VICTORIAN beef studs are getting bulls ready for sale, as they gear up to sell during the coming autumn bull selling season, which kicks off next month.
This year’s sales follow what was a record year for many beef studs, when individual price records were broken on many occasions.
From Monday, over 5000 bulls – with a predicted worth of $35 million – will be on display during Stock & Land Beef Week.
The event that offers cattle for sale during the open day, or sold at the stud’s on-property sale, is an opportunity to investigate breeders’ genetic investment, according to Elders stud stock manager Ross Milne.
Mr Milne said the Beef Week open days would be a good opportunity for new and existing clients to check out bulls prior to many sales.

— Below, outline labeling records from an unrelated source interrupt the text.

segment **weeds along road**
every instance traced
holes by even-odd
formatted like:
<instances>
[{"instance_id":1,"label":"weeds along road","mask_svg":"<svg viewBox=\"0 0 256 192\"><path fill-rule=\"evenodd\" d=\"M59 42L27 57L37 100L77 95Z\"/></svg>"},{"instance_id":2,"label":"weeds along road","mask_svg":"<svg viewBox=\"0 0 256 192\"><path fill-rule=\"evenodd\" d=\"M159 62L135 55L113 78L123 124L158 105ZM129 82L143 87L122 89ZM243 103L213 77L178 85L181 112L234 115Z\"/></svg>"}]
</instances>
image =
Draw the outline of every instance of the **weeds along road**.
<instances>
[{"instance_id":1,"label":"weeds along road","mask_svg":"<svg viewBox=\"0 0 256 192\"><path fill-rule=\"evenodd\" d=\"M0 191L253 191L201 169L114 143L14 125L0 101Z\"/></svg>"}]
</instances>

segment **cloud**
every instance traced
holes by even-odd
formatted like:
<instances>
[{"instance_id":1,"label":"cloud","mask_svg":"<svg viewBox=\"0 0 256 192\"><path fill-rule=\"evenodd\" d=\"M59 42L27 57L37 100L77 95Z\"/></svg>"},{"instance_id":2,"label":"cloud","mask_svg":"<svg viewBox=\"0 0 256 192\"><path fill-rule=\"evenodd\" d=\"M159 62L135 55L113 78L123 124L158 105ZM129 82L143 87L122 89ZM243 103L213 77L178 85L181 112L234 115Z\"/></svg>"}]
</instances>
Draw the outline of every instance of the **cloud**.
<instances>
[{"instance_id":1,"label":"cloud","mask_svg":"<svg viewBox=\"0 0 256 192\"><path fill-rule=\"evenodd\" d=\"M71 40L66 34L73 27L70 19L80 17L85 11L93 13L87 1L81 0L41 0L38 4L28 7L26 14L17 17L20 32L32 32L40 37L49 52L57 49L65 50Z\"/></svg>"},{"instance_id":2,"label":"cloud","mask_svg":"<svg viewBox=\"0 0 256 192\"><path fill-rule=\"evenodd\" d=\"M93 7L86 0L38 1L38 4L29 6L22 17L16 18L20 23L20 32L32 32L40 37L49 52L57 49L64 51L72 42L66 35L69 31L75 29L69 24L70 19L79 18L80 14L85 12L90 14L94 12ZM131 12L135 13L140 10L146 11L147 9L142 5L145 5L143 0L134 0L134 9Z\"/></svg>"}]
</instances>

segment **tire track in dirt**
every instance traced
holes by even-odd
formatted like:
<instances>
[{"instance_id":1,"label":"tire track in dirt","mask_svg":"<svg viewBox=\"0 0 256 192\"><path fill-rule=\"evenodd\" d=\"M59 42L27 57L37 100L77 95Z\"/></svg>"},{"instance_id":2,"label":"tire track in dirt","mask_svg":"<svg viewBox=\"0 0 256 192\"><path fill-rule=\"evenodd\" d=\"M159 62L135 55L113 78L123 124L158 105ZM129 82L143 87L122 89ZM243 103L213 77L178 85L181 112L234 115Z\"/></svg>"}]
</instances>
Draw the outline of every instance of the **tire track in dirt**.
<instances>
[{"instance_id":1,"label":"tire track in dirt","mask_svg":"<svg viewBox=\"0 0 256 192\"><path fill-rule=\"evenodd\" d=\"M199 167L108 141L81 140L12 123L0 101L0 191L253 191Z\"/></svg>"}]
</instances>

“New clients, who haven’t experienced the program before, can come in and have a look, and existing clients can do their own pre-sale selection in a relaxed environment,” he said.

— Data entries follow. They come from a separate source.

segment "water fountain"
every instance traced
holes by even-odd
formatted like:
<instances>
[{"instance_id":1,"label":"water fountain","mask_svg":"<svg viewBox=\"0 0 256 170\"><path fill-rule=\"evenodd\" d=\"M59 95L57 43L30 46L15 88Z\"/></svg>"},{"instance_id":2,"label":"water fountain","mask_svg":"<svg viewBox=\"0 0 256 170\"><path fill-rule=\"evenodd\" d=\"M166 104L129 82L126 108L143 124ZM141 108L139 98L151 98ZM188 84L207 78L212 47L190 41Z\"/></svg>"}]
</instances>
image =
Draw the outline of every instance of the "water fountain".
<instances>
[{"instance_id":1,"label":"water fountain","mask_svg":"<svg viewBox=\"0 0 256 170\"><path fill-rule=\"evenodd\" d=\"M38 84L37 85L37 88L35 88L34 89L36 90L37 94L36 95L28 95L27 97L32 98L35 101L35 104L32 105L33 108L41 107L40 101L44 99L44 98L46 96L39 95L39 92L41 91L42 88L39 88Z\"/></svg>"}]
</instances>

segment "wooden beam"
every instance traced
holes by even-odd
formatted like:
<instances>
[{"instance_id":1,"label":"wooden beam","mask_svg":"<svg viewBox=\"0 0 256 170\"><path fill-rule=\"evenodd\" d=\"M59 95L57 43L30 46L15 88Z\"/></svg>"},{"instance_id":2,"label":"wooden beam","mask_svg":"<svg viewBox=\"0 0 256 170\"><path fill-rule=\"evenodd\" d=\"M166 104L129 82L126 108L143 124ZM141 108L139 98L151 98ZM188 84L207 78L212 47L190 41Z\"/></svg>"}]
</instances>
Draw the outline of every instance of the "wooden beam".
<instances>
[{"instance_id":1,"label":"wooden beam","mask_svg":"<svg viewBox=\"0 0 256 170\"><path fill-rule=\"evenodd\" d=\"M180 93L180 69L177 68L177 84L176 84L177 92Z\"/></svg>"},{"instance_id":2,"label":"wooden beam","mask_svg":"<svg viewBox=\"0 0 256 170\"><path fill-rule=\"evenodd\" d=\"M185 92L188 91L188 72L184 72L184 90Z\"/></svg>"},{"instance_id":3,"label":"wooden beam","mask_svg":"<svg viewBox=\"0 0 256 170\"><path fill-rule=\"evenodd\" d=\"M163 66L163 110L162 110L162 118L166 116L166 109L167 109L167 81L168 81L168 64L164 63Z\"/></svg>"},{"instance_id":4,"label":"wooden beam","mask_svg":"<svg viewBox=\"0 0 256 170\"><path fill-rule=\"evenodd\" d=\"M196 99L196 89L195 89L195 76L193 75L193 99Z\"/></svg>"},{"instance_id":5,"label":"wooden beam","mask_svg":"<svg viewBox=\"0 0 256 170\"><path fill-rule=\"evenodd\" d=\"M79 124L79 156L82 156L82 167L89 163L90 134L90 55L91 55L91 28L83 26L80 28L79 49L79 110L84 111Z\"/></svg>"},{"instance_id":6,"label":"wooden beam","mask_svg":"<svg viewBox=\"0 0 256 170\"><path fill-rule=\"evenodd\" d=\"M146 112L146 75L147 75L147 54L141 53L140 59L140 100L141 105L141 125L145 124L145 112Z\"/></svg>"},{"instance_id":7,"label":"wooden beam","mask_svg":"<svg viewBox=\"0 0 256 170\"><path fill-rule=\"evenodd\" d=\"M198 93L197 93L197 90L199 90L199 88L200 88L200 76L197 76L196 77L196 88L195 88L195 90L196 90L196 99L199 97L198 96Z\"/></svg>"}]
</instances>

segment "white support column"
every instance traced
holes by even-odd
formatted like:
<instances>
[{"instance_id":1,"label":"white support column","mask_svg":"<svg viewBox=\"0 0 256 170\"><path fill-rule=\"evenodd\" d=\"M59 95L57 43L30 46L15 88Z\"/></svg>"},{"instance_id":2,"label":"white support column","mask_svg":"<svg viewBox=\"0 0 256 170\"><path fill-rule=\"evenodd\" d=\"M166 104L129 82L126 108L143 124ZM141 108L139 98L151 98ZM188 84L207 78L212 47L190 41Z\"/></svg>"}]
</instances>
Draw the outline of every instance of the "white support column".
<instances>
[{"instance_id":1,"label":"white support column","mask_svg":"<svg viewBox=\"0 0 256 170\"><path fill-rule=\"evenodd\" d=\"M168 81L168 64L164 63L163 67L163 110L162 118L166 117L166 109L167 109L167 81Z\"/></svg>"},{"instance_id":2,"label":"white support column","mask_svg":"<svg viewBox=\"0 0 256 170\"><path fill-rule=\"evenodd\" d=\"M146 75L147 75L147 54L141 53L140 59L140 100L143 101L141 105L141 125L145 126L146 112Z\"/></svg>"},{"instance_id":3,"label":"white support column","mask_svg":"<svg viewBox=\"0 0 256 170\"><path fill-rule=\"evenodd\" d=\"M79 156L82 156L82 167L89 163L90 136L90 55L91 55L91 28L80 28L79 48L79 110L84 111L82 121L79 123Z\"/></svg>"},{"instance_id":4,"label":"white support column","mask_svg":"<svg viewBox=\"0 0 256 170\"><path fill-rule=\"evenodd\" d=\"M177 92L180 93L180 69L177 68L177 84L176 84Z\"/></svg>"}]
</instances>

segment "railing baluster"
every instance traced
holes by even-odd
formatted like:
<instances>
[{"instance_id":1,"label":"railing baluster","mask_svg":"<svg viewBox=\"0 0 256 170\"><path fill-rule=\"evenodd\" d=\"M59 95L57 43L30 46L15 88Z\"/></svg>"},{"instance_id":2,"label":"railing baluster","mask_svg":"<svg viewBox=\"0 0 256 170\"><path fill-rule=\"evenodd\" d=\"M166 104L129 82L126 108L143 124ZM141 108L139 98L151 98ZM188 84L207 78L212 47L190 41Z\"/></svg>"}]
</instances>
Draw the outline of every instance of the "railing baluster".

Mr Milne expected prices during this year’s bull selling season to reach similar heights to last year’s.
“On the back of some solid weaner sale results in the last two months, and reasonably good seasons, particularly in south-east South Australia, and western Victoria, I think we’ll see some strong stud sales this year,” Mr Milne said.
“There has definitely been stability in the cattle job, it’s still very good, and a lot of other commodities are also going in the right direction.”

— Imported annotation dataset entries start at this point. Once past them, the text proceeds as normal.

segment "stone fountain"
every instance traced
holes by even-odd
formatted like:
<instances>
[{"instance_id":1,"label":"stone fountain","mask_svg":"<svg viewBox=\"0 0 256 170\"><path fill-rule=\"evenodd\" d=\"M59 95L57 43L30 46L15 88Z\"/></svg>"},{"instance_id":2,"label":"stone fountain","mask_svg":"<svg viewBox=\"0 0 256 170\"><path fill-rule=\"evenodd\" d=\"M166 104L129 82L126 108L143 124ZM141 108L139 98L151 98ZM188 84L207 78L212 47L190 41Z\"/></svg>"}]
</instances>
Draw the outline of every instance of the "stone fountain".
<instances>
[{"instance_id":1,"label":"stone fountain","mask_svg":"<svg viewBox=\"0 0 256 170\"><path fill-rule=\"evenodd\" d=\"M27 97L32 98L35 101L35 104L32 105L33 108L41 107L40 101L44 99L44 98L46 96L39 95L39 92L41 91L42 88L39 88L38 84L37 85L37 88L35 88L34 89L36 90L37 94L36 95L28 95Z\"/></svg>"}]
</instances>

Mawarra Hereford stud, Longford, smashed its former on-property sale record price by $14,000 last year, hitting a top price of $36,000.
Stud co-principal Deanne Sykes said last year’s sale was highly successful because of the sale bulls’ versatility.
“I think we offer a large number of bulls, with a range of genetic options, market suitability and price points,” Ms Sykes said.
She said the stud treats Stock & Land Beef Week as a preview to its March sale, having participated in the event for almost 15 years.
“We have all of our sale bulls, and some of our breeding herd, on display, and it can be a very much no-obligation inspection of your herd,” she said.
“It gives our clients the opportunity to have a good look at the bulls at their own leisure, and we’re all available on the day to discuss genetics and performance, without the pressure of sale day.”
She said despite having a difficult year season-wise, bulls are looking good.
“We make sure the bulls have all the nutritional requirements they need to be able to perform at the optimum level,” she said.